Konkrete Auflagen für die Kreisverwaltung

Die vom Bund verordnete Volkszählung beinhaltet nämlich konkrete Auflagen für die Kreisverwaltung. In Pinneberg und dem Umland müssen in Schleswig-Holstein mit Abstand die meisten Haustürinterviews geführt werden. Deshalb soll der Kreis einen eigenen Zensus-Stab einrichten – mit 13 Vollzeitstellen. Aus Datenschutzgründen sollen die neuen Mitarbeiter zwar räumlich, technisch und inhaltlich komplett von der Kreisverwaltung gekoppelt sein, belasten aber mit etwa 400.000 Euro das Personalbudget zusätzlich.

Zudem müssen bis zum Jahr 2021 knapp 500 sogenannte Interviewer gefunden werden. Als Außendienstler sollen sie vom 16. Mai des übernächsten Jahres an die Hausbesuche im Kreis übernehmen. Auch die Interviewer müssen vom Kreis rekrutiert, geschult und betreut werden. Bei der ersten gesamtdeutschen Volkszählung vor neun Jahren wurde dafür ein Salär von 7,50 Euro pro Fragebogen in Aussicht gestellt.

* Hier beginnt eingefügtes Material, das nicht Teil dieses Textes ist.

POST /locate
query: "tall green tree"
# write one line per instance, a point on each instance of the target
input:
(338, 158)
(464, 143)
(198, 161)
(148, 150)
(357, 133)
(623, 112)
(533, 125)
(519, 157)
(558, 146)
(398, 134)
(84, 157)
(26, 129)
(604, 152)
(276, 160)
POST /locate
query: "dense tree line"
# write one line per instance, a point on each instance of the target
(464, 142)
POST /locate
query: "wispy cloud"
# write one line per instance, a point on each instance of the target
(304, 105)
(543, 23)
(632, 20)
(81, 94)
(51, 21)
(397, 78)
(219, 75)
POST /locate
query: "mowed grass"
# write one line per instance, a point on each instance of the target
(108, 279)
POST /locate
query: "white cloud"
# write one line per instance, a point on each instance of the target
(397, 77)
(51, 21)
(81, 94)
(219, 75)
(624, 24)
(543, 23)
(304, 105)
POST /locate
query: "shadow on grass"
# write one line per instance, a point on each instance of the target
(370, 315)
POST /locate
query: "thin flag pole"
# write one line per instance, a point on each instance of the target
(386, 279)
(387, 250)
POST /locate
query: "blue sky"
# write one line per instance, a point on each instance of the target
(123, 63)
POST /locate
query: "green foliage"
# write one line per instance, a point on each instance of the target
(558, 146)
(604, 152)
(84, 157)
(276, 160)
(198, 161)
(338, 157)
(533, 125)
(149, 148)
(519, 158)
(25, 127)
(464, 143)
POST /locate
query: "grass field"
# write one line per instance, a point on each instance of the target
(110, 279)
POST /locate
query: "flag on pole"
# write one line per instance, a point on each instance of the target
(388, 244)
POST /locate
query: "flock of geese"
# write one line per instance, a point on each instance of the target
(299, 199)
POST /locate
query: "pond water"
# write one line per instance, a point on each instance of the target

Kein Wunder, dass Landrat Oliver Stolz dem Zensus 2021 nicht nur Gutes abgewinnen kann. Im Gegenteil: „Die notwendige Personalakquise muss frühzeitig und intensiv betrieben werden, insbesondere die benötigte Anzahl von Erhebungsbeauftragten zu gewinnen, wird ganz schwierig“ so Stolz. Er spricht von einer „großen Herausforderung“, und zwar für alle Kreise.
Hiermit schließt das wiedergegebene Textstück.